Il fait remarquer que ses évaluations étaient élogieuses, qu'aucune procédure disciplinaire n'a jamais été mise en 'uvre à son encontre, et maintient donc sa demande d'expertise judiciaire, aucun élément ne venant justifier sa progression salariale inférieure à celle de ses collègues.
Il ajoute que la société Renault n'a pas respecté l'accord de 1984, l'Accord à Vivre et l'accord relatif aux aménagements du système de rémunération du personnel APR et ETAM, dès lors qu'il n'a fait l'objet d'aucune proposition d'évolution en 14 années de carrière, ni d'aucun entretien spécifique ATPR durant 7 années consécutives. Il fait remarquer qu'un salarié ETAM bénéficie en moyenne, chez Renault, d'un changement de coefficient tous les sept ans.
Il compare son évolution à celle de M. [B] [V], qui a bénéficié d'une augmentation de 1 227 euros entre septembre 1994 et août 1997.
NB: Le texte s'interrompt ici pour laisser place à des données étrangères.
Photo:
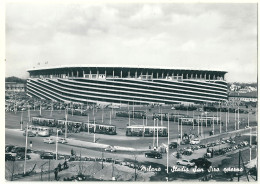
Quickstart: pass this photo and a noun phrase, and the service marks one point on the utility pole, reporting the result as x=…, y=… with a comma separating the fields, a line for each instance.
x=49, y=176
x=21, y=121
x=26, y=142
x=146, y=116
x=214, y=124
x=250, y=145
x=57, y=146
x=94, y=130
x=239, y=165
x=110, y=118
x=168, y=145
x=157, y=134
x=135, y=168
x=102, y=158
x=66, y=122
x=102, y=115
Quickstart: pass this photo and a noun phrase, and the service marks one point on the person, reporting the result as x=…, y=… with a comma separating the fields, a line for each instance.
x=65, y=165
x=59, y=166
x=56, y=174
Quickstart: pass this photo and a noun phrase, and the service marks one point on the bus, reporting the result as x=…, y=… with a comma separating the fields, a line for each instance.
x=77, y=112
x=99, y=128
x=135, y=114
x=72, y=126
x=146, y=131
x=40, y=131
x=164, y=116
x=43, y=121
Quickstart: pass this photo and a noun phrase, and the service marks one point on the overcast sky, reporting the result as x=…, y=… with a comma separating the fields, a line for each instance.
x=195, y=36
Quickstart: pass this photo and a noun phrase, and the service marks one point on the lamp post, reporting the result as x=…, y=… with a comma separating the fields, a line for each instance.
x=26, y=141
x=57, y=145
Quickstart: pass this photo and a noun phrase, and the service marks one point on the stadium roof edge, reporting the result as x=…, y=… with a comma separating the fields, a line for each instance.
x=119, y=66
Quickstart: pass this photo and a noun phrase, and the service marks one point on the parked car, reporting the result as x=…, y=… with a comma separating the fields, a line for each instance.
x=110, y=149
x=183, y=142
x=153, y=154
x=202, y=146
x=185, y=163
x=21, y=156
x=17, y=149
x=9, y=157
x=48, y=140
x=62, y=140
x=195, y=141
x=8, y=148
x=201, y=163
x=47, y=155
x=187, y=152
x=30, y=134
x=173, y=145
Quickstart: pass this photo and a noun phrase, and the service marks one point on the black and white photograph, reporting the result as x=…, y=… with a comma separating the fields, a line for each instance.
x=131, y=91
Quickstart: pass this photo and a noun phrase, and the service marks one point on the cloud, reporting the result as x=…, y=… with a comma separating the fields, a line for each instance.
x=178, y=35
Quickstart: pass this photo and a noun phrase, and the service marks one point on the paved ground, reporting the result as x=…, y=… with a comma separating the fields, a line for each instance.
x=127, y=146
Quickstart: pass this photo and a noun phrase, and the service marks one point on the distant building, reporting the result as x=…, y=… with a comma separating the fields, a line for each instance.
x=15, y=87
x=244, y=97
x=127, y=85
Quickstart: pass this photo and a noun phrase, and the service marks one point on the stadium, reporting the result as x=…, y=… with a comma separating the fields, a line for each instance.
x=127, y=85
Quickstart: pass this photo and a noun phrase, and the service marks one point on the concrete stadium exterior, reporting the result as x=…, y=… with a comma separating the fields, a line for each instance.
x=127, y=85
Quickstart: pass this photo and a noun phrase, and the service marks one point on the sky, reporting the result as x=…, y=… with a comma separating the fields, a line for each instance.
x=194, y=36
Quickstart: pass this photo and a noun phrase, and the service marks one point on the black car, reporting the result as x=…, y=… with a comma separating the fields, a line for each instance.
x=153, y=154
x=47, y=155
x=173, y=145
x=9, y=157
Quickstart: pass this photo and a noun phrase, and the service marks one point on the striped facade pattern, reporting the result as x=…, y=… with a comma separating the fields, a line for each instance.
x=127, y=90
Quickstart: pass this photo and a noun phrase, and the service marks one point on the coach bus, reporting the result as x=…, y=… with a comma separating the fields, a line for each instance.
x=77, y=112
x=40, y=131
x=164, y=116
x=135, y=114
x=99, y=128
x=43, y=121
x=147, y=131
x=72, y=126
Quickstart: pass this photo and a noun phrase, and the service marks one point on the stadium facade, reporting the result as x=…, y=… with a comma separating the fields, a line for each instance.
x=127, y=85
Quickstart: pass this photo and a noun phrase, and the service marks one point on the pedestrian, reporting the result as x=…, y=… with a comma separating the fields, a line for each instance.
x=65, y=166
x=59, y=166
x=56, y=174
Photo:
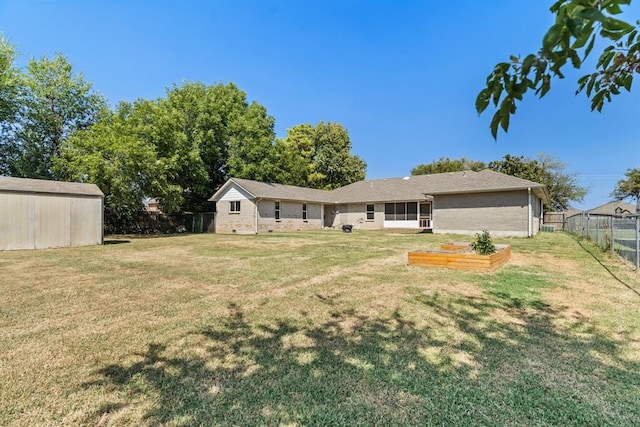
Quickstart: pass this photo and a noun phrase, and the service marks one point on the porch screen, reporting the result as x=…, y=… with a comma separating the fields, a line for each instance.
x=403, y=211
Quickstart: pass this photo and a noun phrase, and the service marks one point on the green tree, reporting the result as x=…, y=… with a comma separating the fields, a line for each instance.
x=9, y=103
x=563, y=187
x=445, y=164
x=9, y=81
x=207, y=134
x=127, y=168
x=318, y=157
x=579, y=26
x=55, y=103
x=198, y=136
x=629, y=187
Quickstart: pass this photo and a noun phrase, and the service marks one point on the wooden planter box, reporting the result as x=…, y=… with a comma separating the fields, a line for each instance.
x=458, y=257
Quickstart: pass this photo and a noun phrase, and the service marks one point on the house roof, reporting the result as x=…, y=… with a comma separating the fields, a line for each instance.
x=611, y=207
x=267, y=190
x=416, y=187
x=25, y=185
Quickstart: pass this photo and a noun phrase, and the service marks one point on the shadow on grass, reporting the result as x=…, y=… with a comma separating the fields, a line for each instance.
x=480, y=361
x=115, y=241
x=580, y=242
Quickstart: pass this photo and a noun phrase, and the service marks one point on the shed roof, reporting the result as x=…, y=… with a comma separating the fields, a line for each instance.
x=614, y=208
x=26, y=185
x=416, y=187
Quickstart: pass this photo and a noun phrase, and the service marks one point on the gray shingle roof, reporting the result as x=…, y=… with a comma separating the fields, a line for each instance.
x=417, y=186
x=393, y=189
x=610, y=208
x=24, y=185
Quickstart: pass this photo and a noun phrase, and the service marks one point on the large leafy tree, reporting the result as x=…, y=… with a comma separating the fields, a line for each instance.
x=445, y=164
x=194, y=138
x=125, y=166
x=563, y=187
x=318, y=157
x=9, y=94
x=208, y=133
x=55, y=103
x=579, y=26
x=9, y=81
x=629, y=187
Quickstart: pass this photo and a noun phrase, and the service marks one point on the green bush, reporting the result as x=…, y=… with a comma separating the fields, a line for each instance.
x=483, y=244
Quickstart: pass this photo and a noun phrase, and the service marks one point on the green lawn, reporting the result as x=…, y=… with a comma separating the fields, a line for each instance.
x=320, y=328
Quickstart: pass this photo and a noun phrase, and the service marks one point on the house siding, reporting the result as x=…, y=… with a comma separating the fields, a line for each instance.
x=290, y=216
x=356, y=215
x=501, y=213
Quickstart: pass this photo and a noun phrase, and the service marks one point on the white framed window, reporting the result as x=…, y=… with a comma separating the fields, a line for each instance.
x=371, y=209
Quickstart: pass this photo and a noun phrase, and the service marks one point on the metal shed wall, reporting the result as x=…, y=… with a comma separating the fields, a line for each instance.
x=48, y=220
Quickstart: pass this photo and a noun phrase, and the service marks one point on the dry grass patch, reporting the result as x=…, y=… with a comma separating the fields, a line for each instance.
x=316, y=328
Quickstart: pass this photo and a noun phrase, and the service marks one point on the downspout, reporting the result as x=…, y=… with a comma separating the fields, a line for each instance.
x=257, y=214
x=529, y=214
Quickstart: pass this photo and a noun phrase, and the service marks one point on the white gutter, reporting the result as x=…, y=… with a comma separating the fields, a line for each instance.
x=529, y=214
x=257, y=214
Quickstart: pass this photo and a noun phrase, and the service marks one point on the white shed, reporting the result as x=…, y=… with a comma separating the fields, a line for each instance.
x=38, y=214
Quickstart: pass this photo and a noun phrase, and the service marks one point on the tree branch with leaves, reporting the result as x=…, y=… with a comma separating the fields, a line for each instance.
x=579, y=24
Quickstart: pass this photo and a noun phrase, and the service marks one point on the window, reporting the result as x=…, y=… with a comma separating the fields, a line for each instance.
x=370, y=212
x=404, y=211
x=412, y=211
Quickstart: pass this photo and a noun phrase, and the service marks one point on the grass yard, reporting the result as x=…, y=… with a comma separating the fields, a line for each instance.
x=320, y=328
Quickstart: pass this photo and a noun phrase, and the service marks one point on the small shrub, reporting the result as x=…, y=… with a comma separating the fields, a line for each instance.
x=483, y=244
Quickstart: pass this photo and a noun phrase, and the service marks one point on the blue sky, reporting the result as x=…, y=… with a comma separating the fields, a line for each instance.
x=401, y=76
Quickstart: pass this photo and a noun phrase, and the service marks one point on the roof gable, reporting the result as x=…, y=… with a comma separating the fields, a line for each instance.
x=265, y=190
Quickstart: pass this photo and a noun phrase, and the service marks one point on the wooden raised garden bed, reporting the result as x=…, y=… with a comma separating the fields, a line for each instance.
x=460, y=257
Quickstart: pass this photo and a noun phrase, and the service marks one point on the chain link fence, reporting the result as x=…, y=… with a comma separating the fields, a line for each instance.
x=619, y=234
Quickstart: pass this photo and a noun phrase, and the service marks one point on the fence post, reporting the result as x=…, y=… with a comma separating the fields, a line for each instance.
x=637, y=242
x=588, y=235
x=611, y=243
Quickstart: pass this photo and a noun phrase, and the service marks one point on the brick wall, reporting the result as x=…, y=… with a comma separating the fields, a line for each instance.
x=290, y=216
x=502, y=213
x=243, y=222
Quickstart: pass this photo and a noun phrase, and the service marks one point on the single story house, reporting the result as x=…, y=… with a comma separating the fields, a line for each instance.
x=38, y=214
x=457, y=202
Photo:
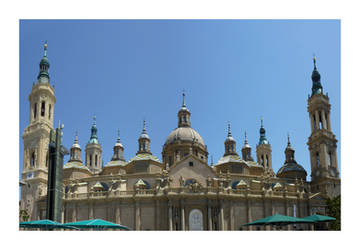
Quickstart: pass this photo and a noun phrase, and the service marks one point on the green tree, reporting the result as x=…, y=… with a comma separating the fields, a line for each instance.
x=24, y=215
x=334, y=210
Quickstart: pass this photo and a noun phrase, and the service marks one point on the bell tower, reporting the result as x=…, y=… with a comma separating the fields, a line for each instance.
x=263, y=152
x=322, y=142
x=36, y=140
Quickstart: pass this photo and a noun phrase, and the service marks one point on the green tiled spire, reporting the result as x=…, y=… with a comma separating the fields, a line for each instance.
x=263, y=139
x=44, y=67
x=317, y=87
x=93, y=138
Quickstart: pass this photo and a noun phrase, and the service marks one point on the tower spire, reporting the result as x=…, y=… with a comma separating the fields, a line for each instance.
x=93, y=137
x=229, y=130
x=184, y=105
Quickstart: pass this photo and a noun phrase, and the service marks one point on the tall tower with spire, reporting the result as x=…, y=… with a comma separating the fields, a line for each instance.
x=144, y=141
x=322, y=142
x=36, y=139
x=263, y=152
x=75, y=150
x=93, y=150
x=118, y=150
x=246, y=151
x=230, y=144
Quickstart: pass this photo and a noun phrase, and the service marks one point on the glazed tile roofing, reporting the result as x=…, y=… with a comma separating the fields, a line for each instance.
x=143, y=157
x=75, y=164
x=115, y=163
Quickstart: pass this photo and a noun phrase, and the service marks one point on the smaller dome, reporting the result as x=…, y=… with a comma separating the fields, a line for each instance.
x=315, y=76
x=230, y=139
x=44, y=60
x=75, y=145
x=288, y=168
x=144, y=136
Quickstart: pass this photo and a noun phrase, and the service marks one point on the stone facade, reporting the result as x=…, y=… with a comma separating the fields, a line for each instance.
x=183, y=192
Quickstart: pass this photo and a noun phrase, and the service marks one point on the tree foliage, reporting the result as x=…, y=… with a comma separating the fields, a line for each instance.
x=334, y=210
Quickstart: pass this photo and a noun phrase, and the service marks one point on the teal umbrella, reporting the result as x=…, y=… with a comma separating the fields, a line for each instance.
x=44, y=224
x=96, y=223
x=320, y=218
x=279, y=220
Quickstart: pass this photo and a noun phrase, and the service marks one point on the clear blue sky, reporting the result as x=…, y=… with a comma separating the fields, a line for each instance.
x=232, y=70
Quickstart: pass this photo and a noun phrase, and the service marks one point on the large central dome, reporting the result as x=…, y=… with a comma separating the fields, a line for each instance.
x=184, y=134
x=183, y=140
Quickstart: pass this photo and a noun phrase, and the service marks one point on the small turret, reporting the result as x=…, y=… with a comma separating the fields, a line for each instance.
x=144, y=141
x=230, y=143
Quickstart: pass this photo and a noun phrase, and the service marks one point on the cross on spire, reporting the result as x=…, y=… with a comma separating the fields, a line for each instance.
x=183, y=98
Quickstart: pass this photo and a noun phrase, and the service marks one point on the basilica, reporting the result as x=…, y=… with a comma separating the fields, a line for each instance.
x=180, y=191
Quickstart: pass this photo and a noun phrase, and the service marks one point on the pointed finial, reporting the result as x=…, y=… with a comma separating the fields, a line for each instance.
x=45, y=48
x=118, y=139
x=229, y=130
x=76, y=137
x=184, y=98
x=289, y=140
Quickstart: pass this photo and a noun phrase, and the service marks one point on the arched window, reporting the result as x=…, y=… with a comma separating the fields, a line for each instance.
x=35, y=110
x=330, y=158
x=90, y=160
x=314, y=122
x=43, y=108
x=317, y=158
x=32, y=159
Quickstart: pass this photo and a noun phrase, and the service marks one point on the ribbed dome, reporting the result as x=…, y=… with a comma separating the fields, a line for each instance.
x=44, y=60
x=291, y=167
x=184, y=134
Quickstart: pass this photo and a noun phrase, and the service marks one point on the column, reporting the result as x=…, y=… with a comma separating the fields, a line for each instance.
x=221, y=216
x=182, y=215
x=317, y=120
x=232, y=221
x=323, y=119
x=91, y=215
x=157, y=221
x=117, y=214
x=73, y=216
x=209, y=216
x=248, y=207
x=170, y=215
x=63, y=214
x=312, y=123
x=328, y=122
x=137, y=216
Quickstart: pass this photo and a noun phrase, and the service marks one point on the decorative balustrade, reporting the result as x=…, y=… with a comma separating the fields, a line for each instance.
x=181, y=190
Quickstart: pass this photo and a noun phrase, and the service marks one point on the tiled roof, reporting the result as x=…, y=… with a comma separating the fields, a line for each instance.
x=115, y=163
x=142, y=157
x=75, y=164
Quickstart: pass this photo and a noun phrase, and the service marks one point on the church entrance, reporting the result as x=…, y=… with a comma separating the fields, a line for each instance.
x=195, y=220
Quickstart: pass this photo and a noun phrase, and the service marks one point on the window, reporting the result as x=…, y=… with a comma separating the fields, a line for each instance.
x=317, y=159
x=35, y=110
x=32, y=159
x=330, y=160
x=314, y=122
x=42, y=108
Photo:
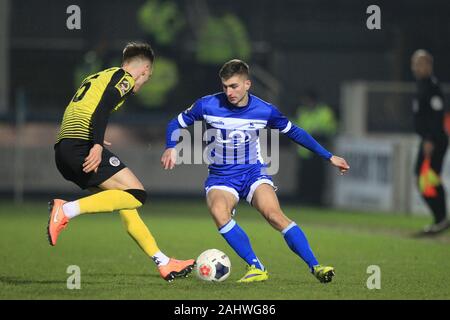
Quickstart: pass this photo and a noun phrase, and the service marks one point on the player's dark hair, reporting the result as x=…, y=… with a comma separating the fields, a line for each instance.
x=234, y=67
x=138, y=50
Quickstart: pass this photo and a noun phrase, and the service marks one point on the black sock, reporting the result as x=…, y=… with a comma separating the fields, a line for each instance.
x=437, y=204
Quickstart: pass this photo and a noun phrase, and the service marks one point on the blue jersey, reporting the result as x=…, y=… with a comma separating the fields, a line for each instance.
x=233, y=132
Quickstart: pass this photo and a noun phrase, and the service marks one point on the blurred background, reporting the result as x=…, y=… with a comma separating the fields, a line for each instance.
x=304, y=55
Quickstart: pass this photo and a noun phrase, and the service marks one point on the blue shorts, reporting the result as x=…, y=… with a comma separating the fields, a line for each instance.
x=242, y=185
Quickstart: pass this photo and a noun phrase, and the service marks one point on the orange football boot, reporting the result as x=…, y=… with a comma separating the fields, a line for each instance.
x=176, y=269
x=57, y=220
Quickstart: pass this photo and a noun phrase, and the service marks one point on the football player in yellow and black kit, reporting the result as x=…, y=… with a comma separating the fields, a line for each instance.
x=81, y=157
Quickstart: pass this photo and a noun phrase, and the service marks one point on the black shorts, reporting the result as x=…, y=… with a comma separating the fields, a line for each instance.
x=69, y=158
x=437, y=157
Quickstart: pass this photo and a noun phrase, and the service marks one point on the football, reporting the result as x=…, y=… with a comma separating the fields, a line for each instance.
x=213, y=265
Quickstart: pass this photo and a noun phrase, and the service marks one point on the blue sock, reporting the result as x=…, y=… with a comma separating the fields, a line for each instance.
x=239, y=241
x=298, y=243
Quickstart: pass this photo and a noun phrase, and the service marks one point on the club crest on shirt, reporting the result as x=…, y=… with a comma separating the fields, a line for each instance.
x=124, y=86
x=188, y=109
x=114, y=161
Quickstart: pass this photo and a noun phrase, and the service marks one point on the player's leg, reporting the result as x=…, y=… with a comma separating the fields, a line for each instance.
x=266, y=202
x=121, y=191
x=431, y=188
x=220, y=205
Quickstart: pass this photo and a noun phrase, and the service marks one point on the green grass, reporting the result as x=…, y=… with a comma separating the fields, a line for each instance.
x=113, y=267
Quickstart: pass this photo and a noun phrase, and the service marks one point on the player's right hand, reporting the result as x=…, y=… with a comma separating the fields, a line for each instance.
x=340, y=163
x=93, y=160
x=169, y=158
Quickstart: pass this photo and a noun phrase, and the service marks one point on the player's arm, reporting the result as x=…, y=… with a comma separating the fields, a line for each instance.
x=183, y=120
x=298, y=135
x=112, y=95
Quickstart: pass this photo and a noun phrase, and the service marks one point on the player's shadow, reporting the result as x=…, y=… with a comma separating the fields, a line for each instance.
x=19, y=281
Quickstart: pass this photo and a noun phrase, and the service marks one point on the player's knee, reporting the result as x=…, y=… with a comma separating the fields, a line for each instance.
x=220, y=212
x=140, y=195
x=275, y=218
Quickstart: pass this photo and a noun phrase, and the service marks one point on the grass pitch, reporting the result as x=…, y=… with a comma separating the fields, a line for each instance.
x=113, y=267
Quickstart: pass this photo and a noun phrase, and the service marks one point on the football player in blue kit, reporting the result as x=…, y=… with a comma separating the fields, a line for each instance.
x=237, y=169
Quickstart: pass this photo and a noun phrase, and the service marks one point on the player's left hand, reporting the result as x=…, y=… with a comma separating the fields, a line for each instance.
x=340, y=163
x=93, y=160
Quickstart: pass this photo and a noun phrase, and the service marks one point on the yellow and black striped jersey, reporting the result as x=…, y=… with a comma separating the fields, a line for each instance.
x=98, y=94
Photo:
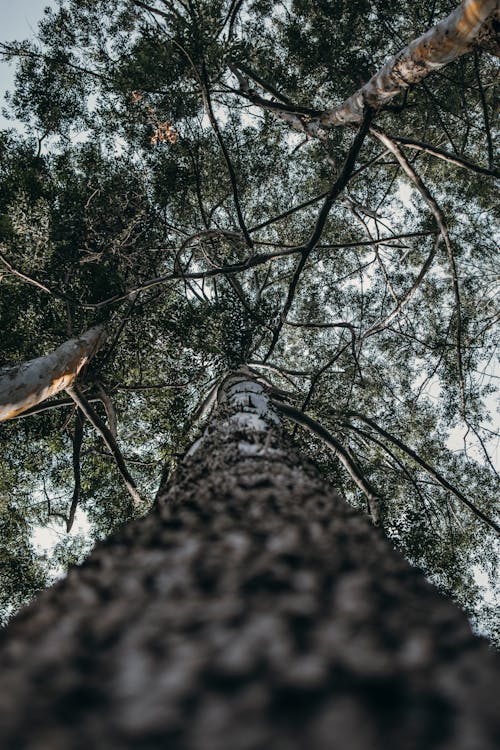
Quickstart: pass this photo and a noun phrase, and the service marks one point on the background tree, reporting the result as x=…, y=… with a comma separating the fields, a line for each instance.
x=197, y=224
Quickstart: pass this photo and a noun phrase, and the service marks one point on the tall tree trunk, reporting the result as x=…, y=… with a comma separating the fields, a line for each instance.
x=251, y=609
x=32, y=382
x=471, y=23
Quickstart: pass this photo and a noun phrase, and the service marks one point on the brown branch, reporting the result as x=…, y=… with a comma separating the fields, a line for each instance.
x=77, y=446
x=441, y=223
x=341, y=451
x=441, y=153
x=336, y=189
x=428, y=468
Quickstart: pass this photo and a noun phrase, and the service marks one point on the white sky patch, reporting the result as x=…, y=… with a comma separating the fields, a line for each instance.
x=405, y=193
x=45, y=538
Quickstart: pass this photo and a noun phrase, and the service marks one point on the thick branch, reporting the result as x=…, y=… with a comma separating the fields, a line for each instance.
x=32, y=382
x=450, y=38
x=343, y=455
x=428, y=468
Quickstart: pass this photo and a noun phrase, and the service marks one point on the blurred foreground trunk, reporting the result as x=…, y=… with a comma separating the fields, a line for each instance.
x=251, y=609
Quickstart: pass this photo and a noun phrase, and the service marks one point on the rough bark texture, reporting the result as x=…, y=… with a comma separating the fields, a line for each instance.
x=23, y=387
x=473, y=22
x=251, y=609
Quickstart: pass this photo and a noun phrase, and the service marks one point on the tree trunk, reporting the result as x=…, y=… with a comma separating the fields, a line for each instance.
x=25, y=386
x=251, y=609
x=471, y=22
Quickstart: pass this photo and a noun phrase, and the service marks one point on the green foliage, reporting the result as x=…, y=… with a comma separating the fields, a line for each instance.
x=94, y=209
La société Renault fait valoir que M. [W] a bénéficié de 15 augmentations de salaire entre mars 1996 et avril 2004, qu'il a régulièrement perçu des primes individuelles (à six reprises entre octobre 1996 et avril 2000), qu'il a connu tout au long de son parcours professionnel une évolution de salaire constante, et au surplus importante ; qu'il a également bénéficié d'une évolution de son coefficient hiérarchique, passé de 215 à son embauche à 260 en janvier 1996 et à 285 en février 2002, ce dernier coefficient correspondant au maximum auquel il pouvait accéder dans sa filière d'activité ; qu'enfin, à partir de 2004, faute d'activité effective au sein de la société mais conservant néanmoins le bénéfice de sa rémunération, il ne peut revendiquer avoir été lésé de quelque manière que ce soit. L'employeur précise que M. [W] ne pouvait accéder au coefficient supérieur (305) sans changer de filière et valider des tests (français, mathématiques, évaluation d'aptitudes intellectuelles). L'employeur conteste dès lors tout traitement défavorable.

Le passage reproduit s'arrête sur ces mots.